I've had good luck running The Slicer script for all my upgrades, which is described in the 6.3 slice upgrade thread. Da Goon's script won't work for an upgrade from 3.1.5f because network parameters are set up with ifconfig in the author file, which won't work with 6.3. See here. If you know your way around your tivo, I'd suggest a manual upgrade, otherwise the Slicer is the way to go. It's $20, but it's been around for awhile and has been refined to account for many things that can go wrong with a slice upgrade.


----------



## katiebear00 (Dec 27, 2005)

incog-neato said:


> Lost me there!
> 
> I looked in MFS via TiVoweb and found this under the path you mentioned and it shows:
> 
> ...


Sometimes the sw version listed in ServiceConfig doesn't match the ACTIVE sw listing.
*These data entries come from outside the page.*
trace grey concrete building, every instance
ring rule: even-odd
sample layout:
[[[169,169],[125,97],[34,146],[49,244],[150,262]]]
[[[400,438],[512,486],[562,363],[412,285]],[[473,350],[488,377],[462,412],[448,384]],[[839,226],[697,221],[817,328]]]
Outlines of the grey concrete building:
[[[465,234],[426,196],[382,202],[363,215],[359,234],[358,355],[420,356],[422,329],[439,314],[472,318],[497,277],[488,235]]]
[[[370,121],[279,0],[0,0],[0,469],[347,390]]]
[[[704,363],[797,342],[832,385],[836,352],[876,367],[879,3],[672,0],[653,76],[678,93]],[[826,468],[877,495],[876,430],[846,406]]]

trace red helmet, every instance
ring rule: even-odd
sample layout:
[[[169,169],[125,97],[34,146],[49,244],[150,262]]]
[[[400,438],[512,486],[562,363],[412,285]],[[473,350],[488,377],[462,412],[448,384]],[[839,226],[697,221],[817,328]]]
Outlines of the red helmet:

This script updates the ACTIVE sw listing. 
link


----------



## incog-neato (Sep 18, 2007)

But it's not. No 6.3E slices have downloaded to 2 of my 3 HR10-250's. I have slicer but can't use it without the slices. That's the problem! 



katiebear00 said:


> Sometimes the sw version listed in ServiceConfig doesn't match the ACTIVE sw listing. This script updates the ACTIVE sw listing.
> link


----------